O aumento do custo de alimentação afeta diretamente o orçamento das famílias, reduzindo o poder de compra mesmo quando há ganhos em renda e emprego. Segundo análises, a pressão inflacionária sobre itens essenciais como alimentos limita a capacidade de consumo e gera preocupação entre a população.
O endividamento das famílias brasileiras também contribui para manter o pessimismo. Com dívidas contraídas em períodos anteriores, muitas famílias destinam parcela significativa da renda ao pagamento de compromissos, limitando a sensação de melhoria econômica, mesmo quando o emprego se expande.

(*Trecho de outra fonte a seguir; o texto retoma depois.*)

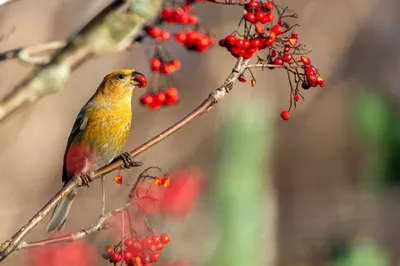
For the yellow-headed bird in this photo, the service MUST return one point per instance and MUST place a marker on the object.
(99, 133)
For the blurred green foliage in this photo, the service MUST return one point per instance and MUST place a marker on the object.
(379, 128)
(364, 253)
(239, 184)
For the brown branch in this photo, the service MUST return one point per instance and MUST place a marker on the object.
(27, 54)
(12, 243)
(230, 2)
(7, 2)
(99, 225)
(112, 29)
(260, 65)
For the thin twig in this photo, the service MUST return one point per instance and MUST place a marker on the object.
(99, 225)
(112, 29)
(103, 196)
(230, 2)
(7, 2)
(13, 242)
(27, 54)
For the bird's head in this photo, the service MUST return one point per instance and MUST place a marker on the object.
(120, 84)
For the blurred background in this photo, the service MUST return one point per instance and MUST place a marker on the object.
(320, 189)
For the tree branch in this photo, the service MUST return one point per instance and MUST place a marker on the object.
(13, 243)
(26, 54)
(112, 29)
(230, 2)
(99, 225)
(7, 2)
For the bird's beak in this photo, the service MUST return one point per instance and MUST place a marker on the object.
(138, 79)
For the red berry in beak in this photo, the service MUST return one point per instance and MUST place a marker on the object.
(141, 80)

Este cenário revela que os números do mercado de trabalho e renda não refletem necessariamente a realidade enfrentada pelas famílias no dia a dia. A inflação dos alimentos reduz o impacto positivo dos aumentos salariais, enquanto o endividamento consome recursos que poderiam ser destinados ao consumo ou poupança.
A percepção negativa da população sobre a economia segue influenciando decisões de consumo e investimento, mesmo diante de melhorias em indicadores formais de emprego e renda.